Run wasm built with wasm-pack with pythonmonkey
I have been trying to run wasm code built with wasm-pack with pythonmonkey, a Mozilla SpiderMonkey JavaScript engine embedded into the Python Runtime.
Consider a lib.rs
as follow:
use wasm_bindgen::prelude::*;
#[wasm_bindgen]
pub fn add(a: i32, b: i32) -> i32 {
return a + b;
}
With wasm-pack, we can build the src code to wasm
wasm-pack build --target nodejs --no-typescript
We will get a .wasm file and a .js wrapper file. The case here is that we can not instantiate the .wasm directly, which will get us errors like No module named '__wbindgen_placeholder__'
, or import object field '__wbindgen_init_externref_table' is not a Function
. We should instead import the .js wrapper file, and use exported interfaces.
But import the .js wrapper in pythonmonkey would be a problem, the generated .js wrapper contains the following code:
const path = require('path').join(__dirname, '<your_module_name_bg>.wasm');
const bytes = require('fs').readFileSync(path);
But pythonmonkey doesn’t provide those libs. So we have to monkey patch those modules and methods. For example, a fs
module with readFileSync
method in fs.py
:
def readFileSync(path):
with open(path, 'rb') as fd:
return bytearray(fd.read())
exports = {
'readFileSync': readFileSync
}
We can require fs.py
in pythonmonkey by require('./fs.py')
. And one more step, we have to hack require.cache
to make sure we can require('fs')
in the future code.
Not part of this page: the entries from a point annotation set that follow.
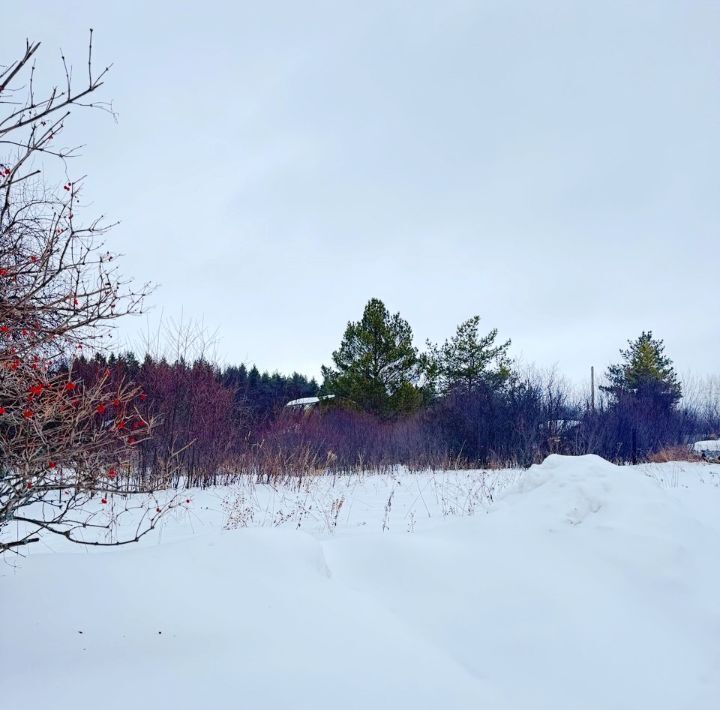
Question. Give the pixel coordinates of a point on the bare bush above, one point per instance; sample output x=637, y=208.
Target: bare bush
x=62, y=441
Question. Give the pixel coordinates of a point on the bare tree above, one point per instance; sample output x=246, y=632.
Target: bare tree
x=62, y=442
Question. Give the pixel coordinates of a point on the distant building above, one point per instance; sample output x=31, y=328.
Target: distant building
x=306, y=403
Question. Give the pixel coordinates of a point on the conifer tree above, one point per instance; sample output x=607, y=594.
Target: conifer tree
x=645, y=373
x=468, y=360
x=377, y=365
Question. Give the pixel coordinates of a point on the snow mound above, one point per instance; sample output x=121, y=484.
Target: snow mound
x=585, y=585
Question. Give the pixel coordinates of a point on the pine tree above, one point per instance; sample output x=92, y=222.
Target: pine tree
x=376, y=366
x=468, y=361
x=645, y=373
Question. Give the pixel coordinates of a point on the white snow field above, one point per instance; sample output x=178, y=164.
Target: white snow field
x=574, y=585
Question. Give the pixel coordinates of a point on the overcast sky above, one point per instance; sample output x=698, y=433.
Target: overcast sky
x=551, y=166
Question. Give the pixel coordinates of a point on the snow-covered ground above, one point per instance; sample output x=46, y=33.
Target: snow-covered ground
x=574, y=585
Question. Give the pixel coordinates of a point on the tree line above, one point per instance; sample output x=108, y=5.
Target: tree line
x=463, y=402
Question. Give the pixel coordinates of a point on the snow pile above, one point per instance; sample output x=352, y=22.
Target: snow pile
x=583, y=585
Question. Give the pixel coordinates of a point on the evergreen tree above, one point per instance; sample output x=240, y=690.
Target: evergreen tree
x=468, y=361
x=645, y=373
x=376, y=366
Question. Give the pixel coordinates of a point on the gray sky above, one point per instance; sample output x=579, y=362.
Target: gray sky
x=551, y=166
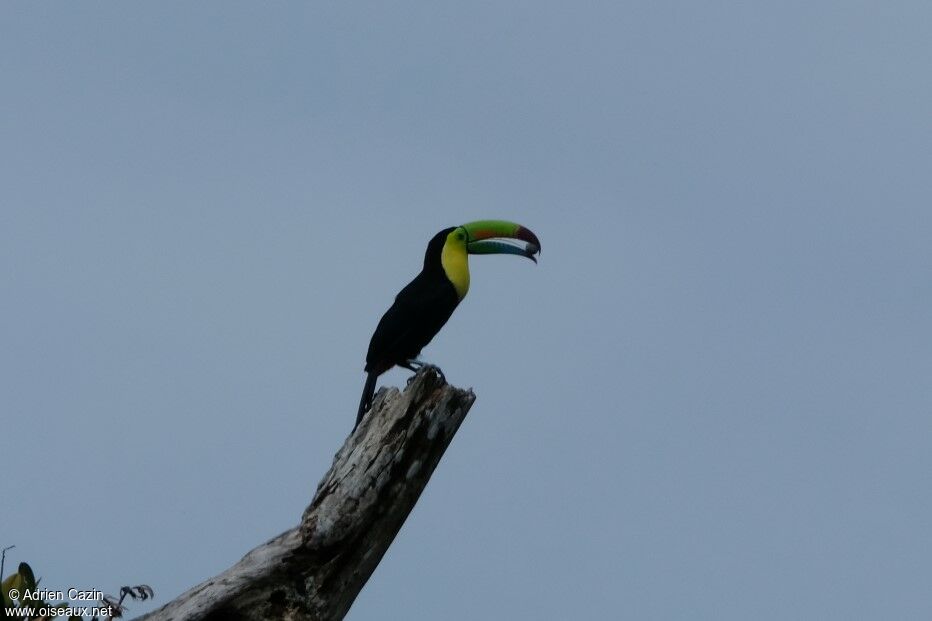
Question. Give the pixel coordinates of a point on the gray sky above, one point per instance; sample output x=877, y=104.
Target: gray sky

So we we can write a load function for this:
import os
import pythonmonkey as pm
require = pm.createRequire(os.path.join(os.getcwd(),
f'{__name__}__virtual__'))
pm.globalThis['require'] = require
def load(module, path=None):
if path is None:
path = f'./{module}.py'
pm.eval(f'''
require('{path}')
require.cache['{module}'] = require.cache[require.resolve('{path}')]
''')
Finally, we can run our add(1, 1)
wasm code in pythonmonkey:
load('fs')
load('path')
pm.eval('''
const wasm = require('./pkg/wasm_add.js');
console.log(wasm.add(1, 1));
But if your code is more complex than a simple add
function, especially if you expose more interfaces and more types, the generated .js wrapper file would be much more complex. More modules and functions need to be patched. One more thing, pythonmonkey doesn’t support object destruction(const { a } = {a: 1, b: 2}
) currently(version 1.1.0), so the generated .js wrapper need to be edited.